Leitverse: Epheser 4,11.12

Eph 4,11.12: Und er hat die einen gegeben als Apostel und andere als Propheten und andere als Evangelisten und andere als Hirten und Lehrer, zur Vollendung der Heiligen, für das Werk des Dienstes, für die Auferbauung des Leibes des Christus.

Einleitung

Im Dienst für den Herrn kann man häufig eine gewisse Unausgewogenheit feststellen. Den einen liegt die Verkündigung des Evangeliums so sehr am Herzen, dass sie manchmal glauben, alle müssten diese Leidenschaft und diesen Drang teilen. Andere wiederum sind so sehr mit der gesunden Lehre beschäftigt, dass sie der Verkündigung des Evangeliums nur einen untergeordneten Platz einräumen. Und wieder andere sind so sehr mit verirrten Seelen beschäftigt, dass es ihnen nicht so sehr auf die gesunde Lehre ankommt, und nicht selten werden sogar in der Seelsorge klare Grenzen, von denen Gottes Wort spricht, übersprungen – natürlich immer mit dem Hinweis, dass es das Beste für die Seele ist.

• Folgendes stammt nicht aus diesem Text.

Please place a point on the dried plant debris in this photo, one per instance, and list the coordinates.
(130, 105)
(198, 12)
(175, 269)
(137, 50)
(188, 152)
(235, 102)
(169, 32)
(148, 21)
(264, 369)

Wenn wir diese Unausgewogenheit bei uns oder in unserer Umgebung feststellen, kann eine intensivere Beschäftigung mit dem Leben des Apostels Paulus helfen. Nicht nur seine Schriften sind in diesem Punkt sehr ausgewogen, sondern auch sein ganzes Leben.

Urheber, Quelle und Ziel der Gaben

Der eingangs erwähnte Bibelvers zeigt uns, dass jede Gabe „für das Werk des Dienstes“ eine gewaltige Rolle spielt und jede an ihrem Platz „für die Auferbauung des Leibes des Christus“ beiträgt. Der Herr Jesus ist selbst die Quelle und der Urheber jeder Gabe (Eph 4,8), und seine Verherrlichung ist das Ziel jeder Gabe. Wenn jemand meint, nur weil er selbst die Gnade bekommen hat, gut evangelisieren zu können, müssten nun auch alle anderen Christen Evangelisten sein, sollte er sich vielleicht daran erinnern, das der verherrlichte Herr noch weitere Gaben gegeben hat.

Apostel und Propheten

Die Zeit der Apostel und Propheten ist sicher vorbei, und dennoch sind uns ihre Schriften geblieben; wir profitieren heute noch von den Gaben, die Gott im Anfang des Christentums geschenkt hat. Ebenso verhält es sich mit den Propheten (gemeint sind hier die Propheten des Neuen Testamentes, wie zum Beispiel Lukas, Judas und Jakobus). Das Haus Gottes wurde „aufgebaut auf der Grundlage der Apostel und Propheten“ (Eph 2,20). Wenn wir zum Beispiel die Briefe des Apostels Paulus geringschätzen oder wie die katholische Kirche den sogenannten Herrenworten (womit die Evangelien gemeint sind) den Vorzug geben, dann ziehen wir uns geradewegs das Fundament (die „Grundlage der Apostel und Propheten“) unter den Füßen weg.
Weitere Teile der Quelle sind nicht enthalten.